Thursday, July 24, 2014

Can't wait to smell the cow shit.

Last weekend at the Farmer’s Market, I saw a necklace on a pretty college girl working at a food stand.  It was a string of random numbers hammered into a metal plate.  It reminded me of a tattoo I saw once on the forearm of a waitress, displaying the same kind of array.  “The numbers are coordinates of my hometown,” the girl explained when I asked.  Her food stand was busy, so I didn’t inquire more, but I stood there wondering what was so special about this place she called home.  And that waitress – she had a permanent reminder of where she came from.  But, why?  I asked myself whether I would ever sport a tattoo or necklace displaying the coordinates of Lancaster, Pennsylvania, a place I stopped referring to as “home” many years ago when the mountains embraced me like no place ever had before.  What would drive me to ever want this kind of reminder?  Would it be the fond memories of this place I grew up in?  Or would it be to honor the challenges of being me then, of being in a very different place – mentally, physically, spiritually, emotionally – from where I am now?

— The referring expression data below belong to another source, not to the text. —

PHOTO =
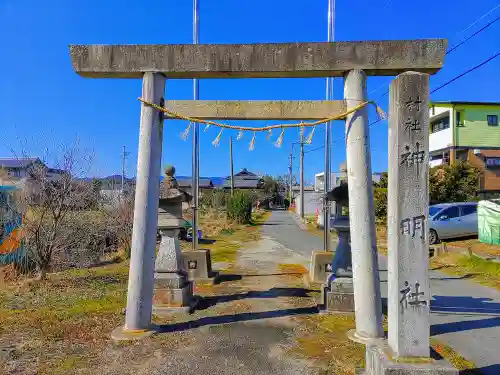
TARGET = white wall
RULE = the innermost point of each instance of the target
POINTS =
(313, 201)
(444, 138)
(438, 111)
(435, 163)
(441, 139)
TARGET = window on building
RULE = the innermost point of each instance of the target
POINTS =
(440, 124)
(493, 162)
(459, 118)
(492, 120)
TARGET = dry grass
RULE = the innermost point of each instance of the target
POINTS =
(62, 322)
(459, 362)
(230, 236)
(325, 342)
(476, 269)
(292, 269)
(476, 246)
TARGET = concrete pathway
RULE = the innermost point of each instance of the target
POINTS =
(282, 228)
(249, 324)
(465, 315)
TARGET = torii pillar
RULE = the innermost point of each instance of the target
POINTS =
(154, 63)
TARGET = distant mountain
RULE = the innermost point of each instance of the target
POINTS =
(217, 181)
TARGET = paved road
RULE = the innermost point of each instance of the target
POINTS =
(282, 228)
(465, 315)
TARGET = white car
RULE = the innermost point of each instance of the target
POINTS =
(451, 220)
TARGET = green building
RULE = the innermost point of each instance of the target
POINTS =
(468, 131)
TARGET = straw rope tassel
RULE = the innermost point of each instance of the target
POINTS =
(269, 134)
(309, 137)
(279, 141)
(380, 112)
(185, 133)
(216, 141)
(252, 143)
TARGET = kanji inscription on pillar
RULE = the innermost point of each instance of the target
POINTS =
(408, 205)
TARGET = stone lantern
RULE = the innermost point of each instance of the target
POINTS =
(173, 291)
(338, 291)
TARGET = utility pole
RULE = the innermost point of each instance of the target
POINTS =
(196, 143)
(290, 178)
(302, 176)
(329, 96)
(124, 156)
(231, 161)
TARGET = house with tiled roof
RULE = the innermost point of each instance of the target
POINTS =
(14, 170)
(244, 180)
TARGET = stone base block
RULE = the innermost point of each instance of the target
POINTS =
(173, 293)
(123, 334)
(198, 264)
(339, 298)
(320, 266)
(379, 362)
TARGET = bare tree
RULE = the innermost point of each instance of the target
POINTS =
(51, 202)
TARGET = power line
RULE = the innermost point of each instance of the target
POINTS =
(476, 21)
(466, 72)
(433, 91)
(457, 45)
(473, 35)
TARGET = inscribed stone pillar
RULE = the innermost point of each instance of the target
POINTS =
(408, 205)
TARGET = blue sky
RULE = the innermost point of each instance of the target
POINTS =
(44, 104)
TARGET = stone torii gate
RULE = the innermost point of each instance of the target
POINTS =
(351, 60)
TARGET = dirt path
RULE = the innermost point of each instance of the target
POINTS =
(254, 322)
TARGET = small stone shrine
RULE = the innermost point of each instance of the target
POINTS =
(173, 292)
(337, 292)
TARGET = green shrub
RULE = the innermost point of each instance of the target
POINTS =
(239, 207)
(380, 200)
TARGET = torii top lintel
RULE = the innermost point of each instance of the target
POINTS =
(287, 60)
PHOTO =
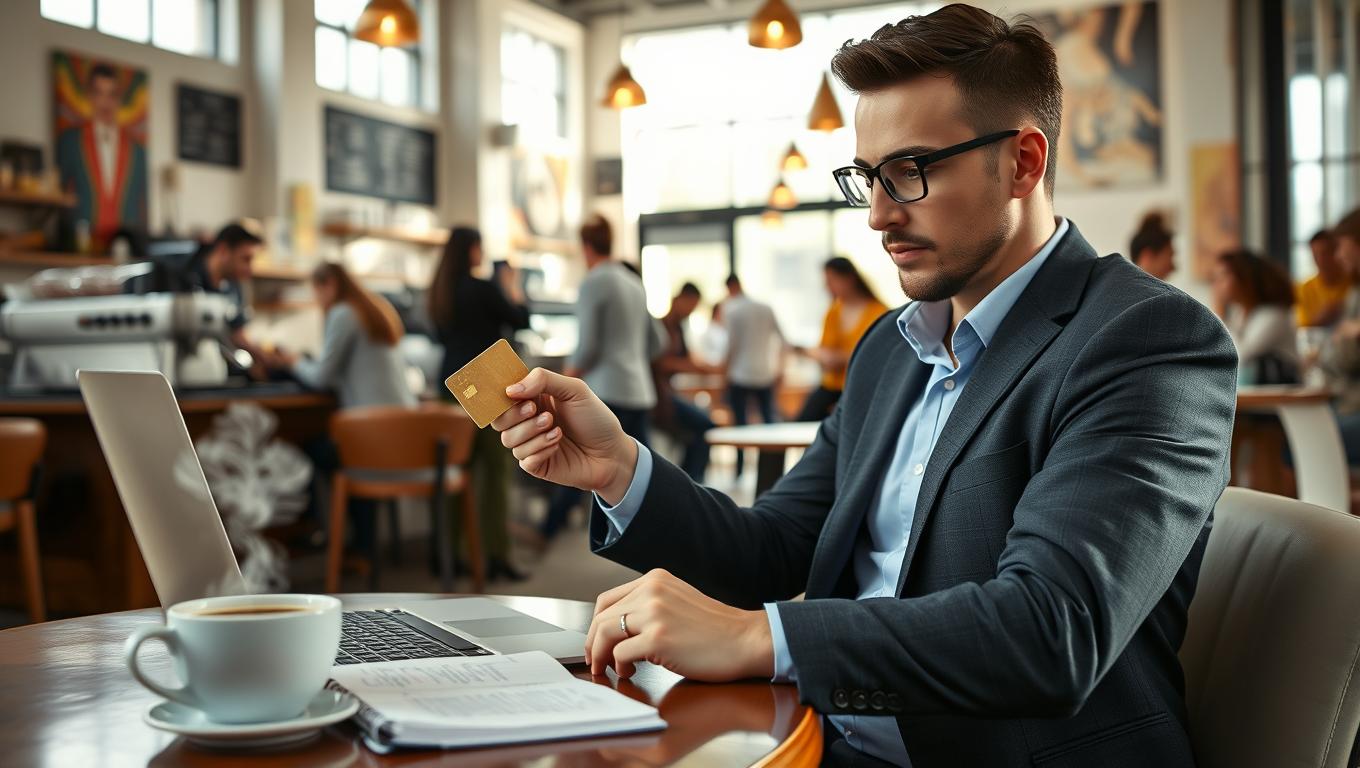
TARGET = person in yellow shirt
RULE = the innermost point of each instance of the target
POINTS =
(1321, 297)
(853, 310)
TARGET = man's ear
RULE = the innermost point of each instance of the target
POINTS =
(1031, 158)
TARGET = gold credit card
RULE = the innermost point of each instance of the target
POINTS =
(480, 385)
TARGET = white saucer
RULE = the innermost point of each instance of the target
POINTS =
(325, 708)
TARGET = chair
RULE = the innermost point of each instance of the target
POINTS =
(1273, 640)
(392, 451)
(21, 446)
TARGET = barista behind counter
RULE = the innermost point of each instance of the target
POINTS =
(219, 267)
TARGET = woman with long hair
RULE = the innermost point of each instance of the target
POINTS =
(361, 362)
(469, 314)
(853, 309)
(1254, 298)
(359, 356)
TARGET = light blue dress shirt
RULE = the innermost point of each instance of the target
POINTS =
(877, 560)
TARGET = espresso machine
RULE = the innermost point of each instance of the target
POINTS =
(180, 335)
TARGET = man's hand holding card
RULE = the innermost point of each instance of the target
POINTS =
(555, 426)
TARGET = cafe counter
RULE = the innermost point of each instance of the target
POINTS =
(90, 560)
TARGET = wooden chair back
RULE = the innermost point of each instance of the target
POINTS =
(21, 449)
(396, 438)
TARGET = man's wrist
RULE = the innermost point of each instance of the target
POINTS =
(624, 465)
(759, 643)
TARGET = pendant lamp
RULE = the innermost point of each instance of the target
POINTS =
(782, 197)
(623, 91)
(389, 23)
(826, 114)
(774, 26)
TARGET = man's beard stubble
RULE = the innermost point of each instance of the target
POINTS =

When we think of our hometowns, we experience a wide spectrum of emotions, don’t we?  I am sure some people want nothing to do with the place they once called home.  And others of us feel something deep and unnamable when we conjure up images of our childhood place(s).  For me, Lancaster evokes a mixture of emotions.  I remember the landscape and being outside a lot.  The smells and the memories.  I see a lot of laughter with family and friends.  I see a place where people knew me then, and that brings a kind of comfort only poetry (if I could ever learn to write it) can describe.  I appreciate where I began and am grateful of the evolution of my self since my days of living there.  I often reflect on the experiences that began to shape me, change me, shift me.  These are all parts of what drives me to return. 


This weekend I am taking Calvin back to Lancaster during my favorite season to be there.  I have hopes for this time in my hometown.  I would like to find the ways in which my current home is inspired by my past one.  I would like to be able to show Calvin where I grew up and expose him to a little bit of the magic.  I fear, however, that maybe I’ve romanticized the details and it won’t appear for us.  Or perhaps the places will be so different that as I introduce Calvin to all of it, I will be introducing myself too.  I have these expectations of what landing at these coordinates will bring us, and I don’t want to be disappointed.  Obviously, at the surface of it all, I won’t be.  I will love to see my mom and Pop-pop and the friends we happen to run into.  I will love the time in a special place and to show Calvin the simplicities of growing up in farm country.  But, I wonder what will rise up for me while I am there.  I wonder whether anything will – of course it will – and when it does, what I will allow it to teach me.


Above all, I am excited to be there with Calvin in this season, for it is the time of humidity and a constant layer of sweat.  Of the bugs that are awake both in the thick mornings and sticky nights.  Of the sweet smells of cow manure and honeysuckle.  The season of rich green lawns and rolling fields of tall corn.  The time of creamy Pine View Dairy ice cream and calves trying to steal off the top scoop.  Of hazy sunsets and driving back roads with the windows down that is like being in a dream.  It is the time of my childhood, of bare feet and neighborhood hide-n-seek and catching lightening bugs until our mothers called us in for bath.  Of lifeguarding and swim meets that ended with the House of Pizza.  Of sitting on the deck, swatting flies, and drinking a cold Yuengling Lager.   It is the season of admiring the flowers and bitching about the neighbor spraying pesticides.  Of walks and hikes and trickling creeks under old railroad tracks and swimming in the pools of family friends who are like family themselves.  It is the time… Of my dad’s most vibrant life and most dreaded death.  Of being young again and telling old stories.  It is a magical season, a season that invites me to call 40.0397° N, 76.3044° W “home.”